The East Side Kids was a film series focusing on a group of tough, slightly delinquent but generally good natured New York teenagers. It developed from the troupe of "Dead End Kids" actors, so named because they debuted in the stage (1935) and film (1937) versions of Dead End. The group, then aged mostly 12 to 17, included Leo Gorcey, Huntz Hall, Bobby Jordan, and others.

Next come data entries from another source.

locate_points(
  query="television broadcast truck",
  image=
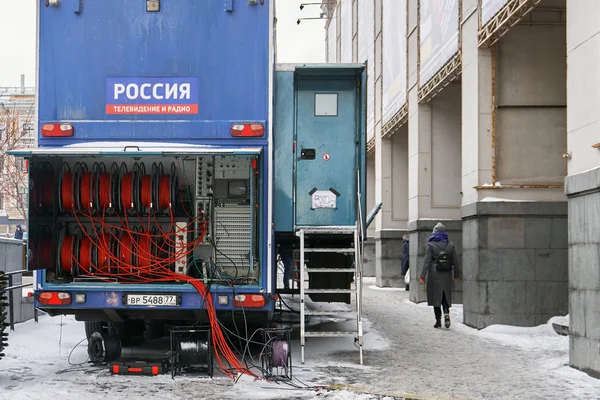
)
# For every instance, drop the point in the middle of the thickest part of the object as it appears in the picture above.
(175, 160)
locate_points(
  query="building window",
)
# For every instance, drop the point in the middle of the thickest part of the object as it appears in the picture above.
(23, 197)
(28, 130)
(326, 104)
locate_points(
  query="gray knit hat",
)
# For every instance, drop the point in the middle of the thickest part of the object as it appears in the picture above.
(439, 228)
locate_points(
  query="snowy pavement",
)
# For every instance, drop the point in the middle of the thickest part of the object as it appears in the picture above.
(405, 357)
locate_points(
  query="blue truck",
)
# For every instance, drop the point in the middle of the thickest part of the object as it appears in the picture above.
(174, 154)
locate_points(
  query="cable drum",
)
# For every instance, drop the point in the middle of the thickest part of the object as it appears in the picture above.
(279, 355)
(194, 354)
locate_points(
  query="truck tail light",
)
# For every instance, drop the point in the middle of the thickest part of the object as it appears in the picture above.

They continued (as different characters) for six more features including Angels with Dirty Faces, mostly film noir and supporting or even taking billing over James Cagney and Humphrey Bogart.
After a detour to Universal (as the Dead End Kids and the Little Tough Guys), most of the original group (plus former Little Rascal Ernie Morrison and others) joined a low budget series at Monogram, the East Side Kids (which added the Dead End Kids actors with the second movie, Boys of the City). Three different entries involved goings on in a spooky old house, two of them co-starring Bela Lugosi. After 22 films, which increasingly emphasized comedy, the series was renamed yet again in its best remembered form, the slapstick Bowery Boys.
References[]
- The script for the Sesame Street "Monsterpiece Theater" segment "Monsters with Dirty Faces" calls for the young monsters to speak with "Dead-End Kid New York Accents."
- The fifth season Muppet Babies episode "Is There a Muppet in the House" includes clips from Boys of the City, showing secret panels. Leo Gorcey and Bobby Jordan appear, as does actress Ina Gest. Clips from Ghosts on the Loose (1943, actually about Axis spies hiding in a spooky mansion) show Lugosi and henchman Frank Moran peering from behind a picture frame.